3. L’élément est une unité appartenant à une classe. En mode de représentation textuelle, on peut noter les éléments ainsi: ‘élément’. Ensemble, les éléments d’une classe forment ce qu’on appelle traditionnellement l’extension ou l’énumération de la classe. Les traits de l’élément inclus doivent correspondre aux traits obligatoires de la classe. L’élément peut par ailleurs posséder ou non un ou plusieurs traits non obligatoires. Comme un élément possède, sauf exception, plusieurs traits, il peut appartenir à plusieurs classes, définies par un seul ou plusieurs traits. Un trait peut correspondre au nom de la classe (par exemple, le trait /fruit/ dans ‘pomme’ dans la classe //fruit//).

2.2 APPROFONDISSEMENT

2.2.1 DISTINCTION ENTRE CLASSE ET TYPE

Quelle est exactement la différence entre un type (par exemple, le genre poème) et une classe (par exemple, celle les poèmes)? À proprement parler, un type n'est pas une classe, parce qu'il ne contient, ne regroupe pas les unités-occurrences (les poèmes) qui en dépendent, mais les génère. La distinction entre un type et la définition, l'intension d'une classe peut sembler vague, mais il s'agit bel et bien de deux choses distinctes. Type et définition sont nécessairement des entités abstraites ; occurrence et élément peuvent être aussi bien concrets (ce poème, représentant du genre poème; cette bille, membre de la classe des billes dans ce sac) qu'abstraits (l'humiliation, membre de la classe des émotions négatives; cet amour, qui est une manifestation de l'amour). La différence est donc ailleurs. Le type est un « individu » abstrait résultat d'une induction produite à partir de ce qui deviendra ses occurrences et par rapport auxquelles il prend par la suite une valeur d'entité générative (par opposition à génétique)1. La définition d'une classe n'est pas une entité individu mais un inventaire d'une ou de plusieurs propriétés, inventaire éventuellement assorti de règles d'évaluation de l'appartenance de l'élément. Ce qui n'empêche pas que l'on puisse éventuellement associer un type à une classe.

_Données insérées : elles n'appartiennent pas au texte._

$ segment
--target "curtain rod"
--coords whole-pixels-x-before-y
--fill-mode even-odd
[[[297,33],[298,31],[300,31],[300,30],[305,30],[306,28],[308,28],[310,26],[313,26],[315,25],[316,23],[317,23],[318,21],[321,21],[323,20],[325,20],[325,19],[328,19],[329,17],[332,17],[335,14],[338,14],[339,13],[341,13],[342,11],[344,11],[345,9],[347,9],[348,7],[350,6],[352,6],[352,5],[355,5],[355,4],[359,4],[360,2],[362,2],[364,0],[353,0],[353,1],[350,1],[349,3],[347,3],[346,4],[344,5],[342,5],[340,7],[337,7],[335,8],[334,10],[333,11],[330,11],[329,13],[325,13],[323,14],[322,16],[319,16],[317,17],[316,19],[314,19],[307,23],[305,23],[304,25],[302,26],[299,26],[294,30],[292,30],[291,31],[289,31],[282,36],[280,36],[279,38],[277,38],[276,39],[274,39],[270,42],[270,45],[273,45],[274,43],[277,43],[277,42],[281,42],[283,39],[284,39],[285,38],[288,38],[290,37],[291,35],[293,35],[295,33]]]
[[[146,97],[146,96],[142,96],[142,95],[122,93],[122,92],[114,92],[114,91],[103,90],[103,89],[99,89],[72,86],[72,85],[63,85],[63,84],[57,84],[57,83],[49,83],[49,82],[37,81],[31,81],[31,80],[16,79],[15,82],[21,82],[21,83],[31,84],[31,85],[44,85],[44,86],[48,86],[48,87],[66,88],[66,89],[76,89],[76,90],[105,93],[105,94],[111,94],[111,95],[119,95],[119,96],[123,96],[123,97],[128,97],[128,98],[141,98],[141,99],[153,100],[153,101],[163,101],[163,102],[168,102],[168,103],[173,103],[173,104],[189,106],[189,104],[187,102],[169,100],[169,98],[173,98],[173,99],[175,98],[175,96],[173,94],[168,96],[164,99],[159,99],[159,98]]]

Par ailleurs, un élément peut correspondre à une occurrence – tel loup dans la classe des loups de tel zoo – ou à un type – le loup dans la classe des canidés (avec le chien, etc.).

2.2.2 REPRESENTATION DES CLASSEMENTS

Un classement, du moins s’il est simple, peut être représenté visuellement en mode textuel et linéaire, par exemple : loup < canidés < mammifères, où le premier terme est l’élément (élément < classe incluse < classe inclusive) ; animal > loup-garou < humain, où l’élément est le terme encadré (classe 1 > élément < classe 2)

Un classement, lorsqu’il atteint un certain degré de complexité, est généralement représenté par une schématisation proprement visuelle, par exemple des graphes ensemblistes ou un arbre, une arborescence. Un organigramme est une arborescence, mais il ne correspond pas entièrement à un classement (par exemple, la classe //directeur général//, qui compte l’élément ‘Paul Dupont’ n’englobe pas la classe //directeur du marketing//, qui compte l’élément ‘Pierre Durand’). Dans l’arborescence verticale, les unités plus particulières sont placées en dessous des unités plus générales : une classe englobée figure en dessous de la classe qui l’englobe, un élément figure en dessous de la classe de la plus faible généralité à laquelle il appartient (il peut également être placé à l’intérieur de la forme géométrique représentant cette classe, par exemple, un rectangle). Mutatis mutandis pour l’arborescence horizontale. Voici un exemple d’arborescence verticale. Les classes ici sont des classes ontologiques naïves (les classes d’êtres) et les éléments sont placés entre parenthèses dans les rectangles représentant les classes.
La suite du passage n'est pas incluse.